Laura e Marco, stanchi ma appagati da quel rapporto un po’ sofferto inizialmente e poi decollato nella giusta misura, erano vicini abbracciati teneramente, mentre le loro menti vagavano leggere per il piacere ricevuto.
Lei percepiva che qualcosa lentamente stava cambiando dentro e che avrebbe voluto continuare il discorso sulle fobie nei confronti del proprio corpo per completare l’opera. Però aveva inopinatamente invitato Sofia, ed adesso ne era pentita, perché il discorso si sarebbe interrotto diventando monco e frammentario col rischio di perdere dei pezzi importanti o di ricominciare dall’inizio.
I pensieri turbinavano nella testa di Laura, come una tempesta di neve con i fiocchi che volavano da tutte le parti senza un disegno preciso, mentre ammirava Marco, che oltre ad un fisico eccezionale aveva una sensibilità ed un intuito fuori del comune. Come avrebbe desiderato che il tempo avesse retrocesso le lancette di sette mesi, così dubitava che sarebbe riuscita a trasformare il suo ADDIO in ARRIVEDERCI trasformando questo lasso temporale in semplice parentesi, spiacevole e temporanea da chiudere tra i ricordi da dimenticare.
“Io lo amo ed lui mi ama, ma i nostri mondi sono differenti” diceva sconsolata Laura, accostata a Marco, mentre faceva scivolare le mani cautamente fino all’inguine alla ricerca delle parti intime. Percepì un calore denso e sensuale salire da dentro, da sotto verso la testa, mentre le mani di Marco accarezzavano con dolcezza la schiena ed il collo. Sentì montare irrefrenabile il desiderio di ricevere nuovamente piacere, quando guardò l’orologio appeso al muro ed esclamò: “Accidenti! Perché ho invitata Sofia?”.
Proseguì, affermando irritata e indispettita che il suo arrivo fra dieci minuti avrebbe rovinato l’atmosfera magica che s’era creata nella stanza. Non c’era alcun dubbio che era ormai davanti al portone pronta a suonare il campanello, perché come un orologio svizzero non sgarrava un secondo.
“Marco, ho ancora voglia di te! Non vorrei vestirmi, ma lo dobbiamo fare” concluse amaramente e rassegnata a rimandare a dopo quello che desiderava con tutte le sue forze in quel momento.

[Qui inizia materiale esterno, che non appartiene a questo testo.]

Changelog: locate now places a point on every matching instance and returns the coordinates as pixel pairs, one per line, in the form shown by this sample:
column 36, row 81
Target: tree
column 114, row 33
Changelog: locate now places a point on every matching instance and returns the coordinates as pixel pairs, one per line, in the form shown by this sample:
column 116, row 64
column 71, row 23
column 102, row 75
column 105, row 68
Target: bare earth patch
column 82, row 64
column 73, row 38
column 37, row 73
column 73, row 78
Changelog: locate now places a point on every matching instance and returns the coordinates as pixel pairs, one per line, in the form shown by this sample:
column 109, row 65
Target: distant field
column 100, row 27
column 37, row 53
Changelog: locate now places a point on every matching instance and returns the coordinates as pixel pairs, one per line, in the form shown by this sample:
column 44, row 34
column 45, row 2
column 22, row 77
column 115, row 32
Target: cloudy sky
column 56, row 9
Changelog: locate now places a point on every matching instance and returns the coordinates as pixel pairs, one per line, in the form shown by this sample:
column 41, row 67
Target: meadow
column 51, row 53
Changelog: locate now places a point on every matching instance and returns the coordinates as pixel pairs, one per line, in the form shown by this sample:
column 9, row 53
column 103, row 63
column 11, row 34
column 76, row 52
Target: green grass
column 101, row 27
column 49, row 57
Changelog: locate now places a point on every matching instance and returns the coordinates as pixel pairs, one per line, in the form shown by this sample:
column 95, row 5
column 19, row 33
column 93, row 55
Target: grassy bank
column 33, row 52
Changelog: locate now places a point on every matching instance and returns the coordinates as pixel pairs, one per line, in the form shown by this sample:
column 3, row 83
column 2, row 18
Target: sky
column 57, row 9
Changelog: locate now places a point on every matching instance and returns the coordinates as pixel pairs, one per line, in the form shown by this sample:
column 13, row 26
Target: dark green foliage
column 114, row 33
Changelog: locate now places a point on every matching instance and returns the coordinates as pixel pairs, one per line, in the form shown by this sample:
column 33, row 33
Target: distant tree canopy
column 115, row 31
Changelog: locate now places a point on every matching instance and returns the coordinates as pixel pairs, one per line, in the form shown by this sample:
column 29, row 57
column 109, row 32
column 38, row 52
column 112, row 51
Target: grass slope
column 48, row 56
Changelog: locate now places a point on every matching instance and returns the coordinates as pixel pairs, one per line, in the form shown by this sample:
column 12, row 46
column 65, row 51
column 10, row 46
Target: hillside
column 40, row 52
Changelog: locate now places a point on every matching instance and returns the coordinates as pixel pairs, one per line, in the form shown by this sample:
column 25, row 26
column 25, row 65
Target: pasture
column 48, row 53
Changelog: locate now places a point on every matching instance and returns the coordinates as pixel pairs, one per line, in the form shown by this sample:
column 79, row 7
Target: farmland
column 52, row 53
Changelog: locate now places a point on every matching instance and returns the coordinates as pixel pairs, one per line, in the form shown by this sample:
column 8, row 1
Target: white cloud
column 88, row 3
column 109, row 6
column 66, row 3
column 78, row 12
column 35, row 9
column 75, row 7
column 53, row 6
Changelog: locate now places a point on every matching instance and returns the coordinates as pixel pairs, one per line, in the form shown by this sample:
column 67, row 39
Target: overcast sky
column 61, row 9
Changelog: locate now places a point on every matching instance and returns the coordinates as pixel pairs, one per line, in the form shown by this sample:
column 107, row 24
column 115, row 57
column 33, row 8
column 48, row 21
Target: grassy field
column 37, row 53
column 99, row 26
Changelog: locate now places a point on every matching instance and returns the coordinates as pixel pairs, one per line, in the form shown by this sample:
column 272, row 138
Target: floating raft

Marco l’afferrò in silenzio con delicata decisione e la sdraiò sul letto, e mentre la sua lingua cercava la sua con passione, sussurrò dolcemente: “Se non siamo pronti, aspetterà!” e continuò a tenere premuto il corpo su di lei, che si abbandonò senza resistenza alla ricerca della passione.
Udirono un campanello in lontananza. Riluttanti si alzarono per aprire l’ospite indesiderato, si guardarono e risero, mentre si tenevano per mano.
“Sofia!” disse Laura allegra “non sono pronta. Conosci la strada. Mettiti comoda in salotto. Arriviamo subito”.
Andarono velocemente in bagno e poi nella stanza a rivestirsi, mentre Sofia si accomodava sul divano.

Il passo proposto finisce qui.